Le gouvernement burkinabè poursuit activement son plan de renforcement de la présence étatique dans le secteur minier stratégique. Selon des informations confirmées par West African Resources Limited (WAF), la suspension temporaire de la cotation de ses actions sur l’Australian Securities Exchange (ASX) confirme l’avancée des négociations en vue d’une augmentation de la participation de l’État à 40 % dans la mine d’or Kiaka, l’un des actifs aurifères les plus prometteurs du pays.

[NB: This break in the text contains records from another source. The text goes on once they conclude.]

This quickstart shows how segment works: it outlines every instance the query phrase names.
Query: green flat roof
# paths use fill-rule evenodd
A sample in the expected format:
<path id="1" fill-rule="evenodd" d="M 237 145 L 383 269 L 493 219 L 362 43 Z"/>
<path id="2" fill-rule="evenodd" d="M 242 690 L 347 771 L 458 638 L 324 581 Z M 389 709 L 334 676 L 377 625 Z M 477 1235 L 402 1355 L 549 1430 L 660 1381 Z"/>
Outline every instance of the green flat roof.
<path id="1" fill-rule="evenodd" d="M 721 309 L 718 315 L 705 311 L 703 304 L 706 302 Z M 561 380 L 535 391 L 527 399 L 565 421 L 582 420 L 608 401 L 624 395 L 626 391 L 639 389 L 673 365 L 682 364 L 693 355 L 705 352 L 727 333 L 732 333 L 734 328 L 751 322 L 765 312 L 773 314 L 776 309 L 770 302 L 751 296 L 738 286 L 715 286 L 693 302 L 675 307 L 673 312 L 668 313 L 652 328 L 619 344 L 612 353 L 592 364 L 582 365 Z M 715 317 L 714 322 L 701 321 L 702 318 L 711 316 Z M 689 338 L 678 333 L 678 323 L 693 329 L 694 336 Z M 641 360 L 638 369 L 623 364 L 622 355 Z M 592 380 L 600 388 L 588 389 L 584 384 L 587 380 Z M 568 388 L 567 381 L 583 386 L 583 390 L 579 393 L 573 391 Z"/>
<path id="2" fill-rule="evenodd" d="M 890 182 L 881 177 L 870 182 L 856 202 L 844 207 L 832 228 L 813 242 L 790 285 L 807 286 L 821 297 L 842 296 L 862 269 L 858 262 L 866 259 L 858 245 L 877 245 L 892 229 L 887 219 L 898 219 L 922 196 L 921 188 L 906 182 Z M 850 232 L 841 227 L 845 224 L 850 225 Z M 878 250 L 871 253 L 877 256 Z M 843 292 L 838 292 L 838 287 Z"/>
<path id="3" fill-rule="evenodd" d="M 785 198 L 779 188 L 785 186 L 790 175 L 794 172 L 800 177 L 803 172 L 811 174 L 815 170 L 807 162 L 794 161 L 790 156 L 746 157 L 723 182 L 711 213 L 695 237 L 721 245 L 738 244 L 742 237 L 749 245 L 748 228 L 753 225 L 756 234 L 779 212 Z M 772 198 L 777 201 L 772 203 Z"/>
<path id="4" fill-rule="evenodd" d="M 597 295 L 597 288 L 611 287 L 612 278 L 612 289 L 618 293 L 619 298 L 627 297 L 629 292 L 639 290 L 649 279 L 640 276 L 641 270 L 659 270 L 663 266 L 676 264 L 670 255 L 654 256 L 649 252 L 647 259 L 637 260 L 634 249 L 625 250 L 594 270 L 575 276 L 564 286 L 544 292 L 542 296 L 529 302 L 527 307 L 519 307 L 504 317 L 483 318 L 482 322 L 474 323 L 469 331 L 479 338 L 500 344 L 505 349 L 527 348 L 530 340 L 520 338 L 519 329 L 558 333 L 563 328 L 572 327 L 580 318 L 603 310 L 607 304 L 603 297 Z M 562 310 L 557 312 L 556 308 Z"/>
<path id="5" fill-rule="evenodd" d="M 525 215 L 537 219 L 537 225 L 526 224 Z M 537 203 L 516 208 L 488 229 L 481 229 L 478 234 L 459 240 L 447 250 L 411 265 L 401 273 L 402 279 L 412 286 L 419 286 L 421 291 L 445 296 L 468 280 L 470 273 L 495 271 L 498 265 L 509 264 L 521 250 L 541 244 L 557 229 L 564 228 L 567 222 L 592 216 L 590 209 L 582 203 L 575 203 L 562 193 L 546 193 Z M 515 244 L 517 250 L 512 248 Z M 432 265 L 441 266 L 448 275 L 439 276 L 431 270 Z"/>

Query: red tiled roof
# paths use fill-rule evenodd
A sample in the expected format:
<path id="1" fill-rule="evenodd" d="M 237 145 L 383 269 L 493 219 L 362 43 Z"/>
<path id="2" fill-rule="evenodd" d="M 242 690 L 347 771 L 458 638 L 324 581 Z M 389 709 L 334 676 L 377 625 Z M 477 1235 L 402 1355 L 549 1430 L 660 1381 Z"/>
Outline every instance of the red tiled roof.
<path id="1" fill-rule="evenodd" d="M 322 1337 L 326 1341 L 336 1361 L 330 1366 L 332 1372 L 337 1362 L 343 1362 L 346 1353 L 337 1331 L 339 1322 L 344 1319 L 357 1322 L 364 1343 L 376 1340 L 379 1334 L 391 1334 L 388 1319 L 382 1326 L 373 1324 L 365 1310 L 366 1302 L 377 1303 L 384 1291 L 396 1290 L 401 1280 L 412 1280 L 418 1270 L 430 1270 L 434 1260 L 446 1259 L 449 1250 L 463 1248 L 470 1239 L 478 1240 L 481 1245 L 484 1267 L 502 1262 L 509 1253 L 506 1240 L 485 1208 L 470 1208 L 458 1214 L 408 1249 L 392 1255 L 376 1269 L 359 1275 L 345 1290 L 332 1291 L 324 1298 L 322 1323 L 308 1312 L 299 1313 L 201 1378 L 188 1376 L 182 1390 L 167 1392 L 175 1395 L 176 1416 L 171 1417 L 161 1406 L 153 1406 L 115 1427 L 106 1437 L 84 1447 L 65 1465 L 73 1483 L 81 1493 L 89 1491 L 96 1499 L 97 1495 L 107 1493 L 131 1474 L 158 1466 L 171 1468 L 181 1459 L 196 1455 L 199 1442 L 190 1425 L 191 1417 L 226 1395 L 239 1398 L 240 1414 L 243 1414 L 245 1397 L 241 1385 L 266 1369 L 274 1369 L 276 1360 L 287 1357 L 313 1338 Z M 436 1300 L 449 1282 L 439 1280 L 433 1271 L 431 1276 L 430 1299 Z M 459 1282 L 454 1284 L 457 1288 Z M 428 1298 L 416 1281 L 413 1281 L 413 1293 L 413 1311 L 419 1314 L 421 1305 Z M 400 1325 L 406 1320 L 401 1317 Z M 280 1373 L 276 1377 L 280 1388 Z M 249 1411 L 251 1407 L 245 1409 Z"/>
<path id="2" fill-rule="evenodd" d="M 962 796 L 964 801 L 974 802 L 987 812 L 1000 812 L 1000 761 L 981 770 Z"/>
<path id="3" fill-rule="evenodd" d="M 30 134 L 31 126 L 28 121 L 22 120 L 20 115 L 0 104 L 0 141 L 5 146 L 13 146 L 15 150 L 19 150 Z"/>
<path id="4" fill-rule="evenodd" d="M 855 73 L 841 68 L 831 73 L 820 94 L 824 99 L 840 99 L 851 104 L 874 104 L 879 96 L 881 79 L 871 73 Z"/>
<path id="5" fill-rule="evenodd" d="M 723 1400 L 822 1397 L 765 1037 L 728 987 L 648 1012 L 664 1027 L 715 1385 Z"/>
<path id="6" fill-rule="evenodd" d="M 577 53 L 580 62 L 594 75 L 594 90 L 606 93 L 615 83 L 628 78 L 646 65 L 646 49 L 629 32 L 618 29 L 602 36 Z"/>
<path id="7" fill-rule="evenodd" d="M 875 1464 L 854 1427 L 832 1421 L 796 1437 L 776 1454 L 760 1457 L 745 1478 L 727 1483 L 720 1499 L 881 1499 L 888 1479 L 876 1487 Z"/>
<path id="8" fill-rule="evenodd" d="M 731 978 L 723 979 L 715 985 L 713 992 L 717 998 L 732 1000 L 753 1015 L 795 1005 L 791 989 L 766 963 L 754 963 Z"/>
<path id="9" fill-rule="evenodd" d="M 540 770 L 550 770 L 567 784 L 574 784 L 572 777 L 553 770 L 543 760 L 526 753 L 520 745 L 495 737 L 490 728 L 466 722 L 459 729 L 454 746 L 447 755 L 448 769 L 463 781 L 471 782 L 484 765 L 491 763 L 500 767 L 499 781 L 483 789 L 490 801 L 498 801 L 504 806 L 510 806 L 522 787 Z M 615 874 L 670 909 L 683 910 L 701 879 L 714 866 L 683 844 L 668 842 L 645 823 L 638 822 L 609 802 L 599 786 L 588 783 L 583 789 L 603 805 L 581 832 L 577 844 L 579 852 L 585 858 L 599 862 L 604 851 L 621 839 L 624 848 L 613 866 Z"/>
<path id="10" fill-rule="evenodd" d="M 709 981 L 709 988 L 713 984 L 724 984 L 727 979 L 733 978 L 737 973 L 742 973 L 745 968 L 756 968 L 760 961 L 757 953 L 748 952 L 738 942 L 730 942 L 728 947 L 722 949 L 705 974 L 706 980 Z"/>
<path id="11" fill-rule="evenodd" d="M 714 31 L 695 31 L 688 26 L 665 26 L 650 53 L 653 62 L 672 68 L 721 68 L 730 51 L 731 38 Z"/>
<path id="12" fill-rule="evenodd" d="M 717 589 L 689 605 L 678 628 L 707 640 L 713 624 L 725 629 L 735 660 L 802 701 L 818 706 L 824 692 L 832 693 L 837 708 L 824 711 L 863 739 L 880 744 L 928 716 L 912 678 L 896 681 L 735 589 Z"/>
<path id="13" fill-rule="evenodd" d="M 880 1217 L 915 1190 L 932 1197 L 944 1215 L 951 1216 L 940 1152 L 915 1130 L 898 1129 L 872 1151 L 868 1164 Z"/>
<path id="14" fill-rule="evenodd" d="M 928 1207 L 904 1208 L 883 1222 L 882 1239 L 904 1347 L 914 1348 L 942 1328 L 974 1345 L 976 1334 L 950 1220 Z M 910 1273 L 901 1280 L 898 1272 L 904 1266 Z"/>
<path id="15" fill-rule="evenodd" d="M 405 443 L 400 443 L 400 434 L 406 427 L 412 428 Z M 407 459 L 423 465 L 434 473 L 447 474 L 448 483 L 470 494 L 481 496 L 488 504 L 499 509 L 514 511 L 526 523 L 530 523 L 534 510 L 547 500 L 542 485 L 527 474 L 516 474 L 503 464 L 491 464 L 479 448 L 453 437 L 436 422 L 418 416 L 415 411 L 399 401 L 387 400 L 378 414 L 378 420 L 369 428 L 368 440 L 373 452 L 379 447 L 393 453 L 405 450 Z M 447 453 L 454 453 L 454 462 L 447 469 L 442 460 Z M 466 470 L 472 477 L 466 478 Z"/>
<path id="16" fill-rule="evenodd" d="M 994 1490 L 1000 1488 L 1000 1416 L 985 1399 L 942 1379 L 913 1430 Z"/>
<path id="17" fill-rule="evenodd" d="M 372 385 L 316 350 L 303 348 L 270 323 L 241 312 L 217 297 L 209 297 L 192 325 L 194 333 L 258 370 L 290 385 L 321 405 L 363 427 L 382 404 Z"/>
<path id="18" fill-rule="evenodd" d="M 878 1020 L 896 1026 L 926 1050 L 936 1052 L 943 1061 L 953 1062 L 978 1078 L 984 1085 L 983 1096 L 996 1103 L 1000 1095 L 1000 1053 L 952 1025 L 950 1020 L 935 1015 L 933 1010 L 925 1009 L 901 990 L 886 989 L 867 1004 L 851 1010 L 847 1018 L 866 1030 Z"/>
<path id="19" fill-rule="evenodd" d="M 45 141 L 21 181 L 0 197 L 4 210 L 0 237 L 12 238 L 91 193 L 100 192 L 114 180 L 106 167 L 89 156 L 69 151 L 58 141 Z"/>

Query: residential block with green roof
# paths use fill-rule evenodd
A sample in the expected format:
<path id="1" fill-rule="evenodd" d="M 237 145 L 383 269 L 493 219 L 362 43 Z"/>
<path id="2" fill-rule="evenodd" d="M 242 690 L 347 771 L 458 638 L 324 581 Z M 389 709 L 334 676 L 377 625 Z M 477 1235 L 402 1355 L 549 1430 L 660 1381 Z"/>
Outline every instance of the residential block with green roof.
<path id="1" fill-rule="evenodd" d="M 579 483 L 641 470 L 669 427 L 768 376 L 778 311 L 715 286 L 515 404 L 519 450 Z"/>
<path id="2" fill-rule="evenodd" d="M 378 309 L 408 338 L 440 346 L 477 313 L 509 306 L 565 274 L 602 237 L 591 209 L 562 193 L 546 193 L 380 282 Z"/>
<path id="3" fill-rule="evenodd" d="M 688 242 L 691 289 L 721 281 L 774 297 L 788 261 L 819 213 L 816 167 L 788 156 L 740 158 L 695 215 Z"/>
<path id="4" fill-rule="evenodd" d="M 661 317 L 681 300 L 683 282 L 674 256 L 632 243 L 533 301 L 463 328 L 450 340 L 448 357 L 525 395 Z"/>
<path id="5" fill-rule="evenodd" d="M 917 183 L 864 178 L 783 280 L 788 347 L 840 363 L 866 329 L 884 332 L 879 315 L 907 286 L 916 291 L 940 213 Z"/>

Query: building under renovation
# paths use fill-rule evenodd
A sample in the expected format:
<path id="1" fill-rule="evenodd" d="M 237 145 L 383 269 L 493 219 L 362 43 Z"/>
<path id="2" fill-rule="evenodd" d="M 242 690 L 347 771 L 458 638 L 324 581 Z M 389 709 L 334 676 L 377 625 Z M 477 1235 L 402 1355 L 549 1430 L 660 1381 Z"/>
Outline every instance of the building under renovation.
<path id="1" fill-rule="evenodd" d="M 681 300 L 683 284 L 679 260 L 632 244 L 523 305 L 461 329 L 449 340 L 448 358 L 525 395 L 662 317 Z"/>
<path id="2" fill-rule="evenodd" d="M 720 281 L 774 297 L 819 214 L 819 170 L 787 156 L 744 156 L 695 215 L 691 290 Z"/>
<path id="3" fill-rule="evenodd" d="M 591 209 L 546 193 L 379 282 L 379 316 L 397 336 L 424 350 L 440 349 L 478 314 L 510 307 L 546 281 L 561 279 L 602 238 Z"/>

Mise en service en juin 2025, la mine Kiaka est actuellement détenue à 85 % par la société minière australienne West African Resources et à 15 % par l’État burkinabè. Dès septembre 2025, les autorités avaient officiellement exprimé leur intention d’acquérir une participation supplémentaire de 25 %, dans le strict respect de la nouvelle législation minière entrée en vigueur en 2024. Cette loi vise à accroître le contrôle national sur les ressources extractives jugées stratégiques.
Vendredi 17 avril 2026, WAF a annoncé la suspension de la cotation de ses titres « dans l’attente d’une communication relative à la publication d’un décret » par le gouvernement burkinabè. Ce texte réglementaire constitue le préalable légal indispensable pour formaliser la prise de participation additionnelle de l’État. À ce stade, l’opération reste qualifiée de « potentielle » par la compagnie australienne, qui n’a fourni aucun détail sur l’état d’avancement des discussions ni sur les modalités financières de la transaction.
Pour Ouagadougou, cette démarche s’inscrit dans une stratégie claire de souveraineté économique. La mine Kiaka devrait produire, selon les prévisions de WAF, 280 000 onces d’or en 2026, soit environ 8,7 tonnes. Ce volume représenterait près de 16 % de la production industrielle aurifère nationale estimée à 52 tonnes pour l’année 2025. Une participation étatique portée à 40 % permettrait ainsi à l’État d’accroître significativement ses recettes budgétaires issues du secteur minier, tout en renforçant son influence sur les décisions stratégiques de l’exploitation.
Aucune précision n’a pour l’heure été communiquée concernant le montant de la compensation financière qui sera versée à WAF ni le calendrier exact de finalisation de l’accord. La société australienne a toutefois indiqué qu’un communiqué officiel pourrait être publié prochainement afin de permettre la reprise de la cotation de ses actions sur l’ASX.
Ce dossier intervient dans un contexte plus large de réaffirmation de la souveraineté burkinabè sur ses ressources naturelles. Après plusieurs ajustements réglementaires ces dernières années, le Burkina Faso affirme ainsi sa volonté de rééquilibrer les partenariats avec les investisseurs étrangers tout en préservant l’attractivité du secteur minier, pilier essentiel de son économie.
L’issue de ces négociations sera suivie avec attention par les investisseurs internationaux et les acteurs du secteur aurifère ouest-africain. Une confirmation officielle de la publication du décret marquerait une nouvelle étape majeure dans la politique minière du pays.